Holden previously introduced the College Athlete Civil Rights Act of 2019, which was signed into state law. The bill required universities to document and inform athletes of their rights and prohibited retaliation against players who reported abuse or violations.

All of this comes amidst the NCAA pleading with the United States Congress to enact legislation regulating name, image and likeness while protecting college athletics’ governing body from state laws. The NCAA has not made a single move to penalize an athletic program or university since the inception of NIL in July 2021.
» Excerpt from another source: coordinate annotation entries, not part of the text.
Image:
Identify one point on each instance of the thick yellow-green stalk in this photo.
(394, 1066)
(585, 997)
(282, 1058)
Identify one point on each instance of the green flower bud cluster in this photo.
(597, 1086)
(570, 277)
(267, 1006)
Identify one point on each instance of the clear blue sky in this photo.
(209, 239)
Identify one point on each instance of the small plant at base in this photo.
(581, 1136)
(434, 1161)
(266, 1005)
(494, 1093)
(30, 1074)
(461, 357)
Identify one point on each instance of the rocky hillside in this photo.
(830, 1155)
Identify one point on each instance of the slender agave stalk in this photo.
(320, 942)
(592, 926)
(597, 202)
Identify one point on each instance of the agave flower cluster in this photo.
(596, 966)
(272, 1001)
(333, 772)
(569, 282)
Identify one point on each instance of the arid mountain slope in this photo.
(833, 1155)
At last week’s NCAA Convention in San Antonio, Mass. Gov. Charlie Baker was officially introduced as the governing body’s next president. Picking a career politician was a strategic move by the NCAA in hopes of finding momentum on Capitol Hill.

Revenue sharing is not a new topic, but it has started to gain traction in college sports as television contracts continue to rise. The Big Ten’s new contract, announced this summer, could earn the conference more than $7 billion over seven years.

If this was enacted, athletes would be directly paid for their activity. Pay-to-play is currently prohibited by NCAA bylaws. Yet, NIL has only made recruiting inducements even more popular. There have been reported $8 million financial packages. Alabama head coach Nick Saban called out Texas A&M and Jimbo Fisher for “buying every player” in the 2022 recruiting class using NIL deals.

If the College Athlete Protection Act was passed in California, it would take effect in January 2024 – the same year USC and UCLA are slated to join the Big Ten.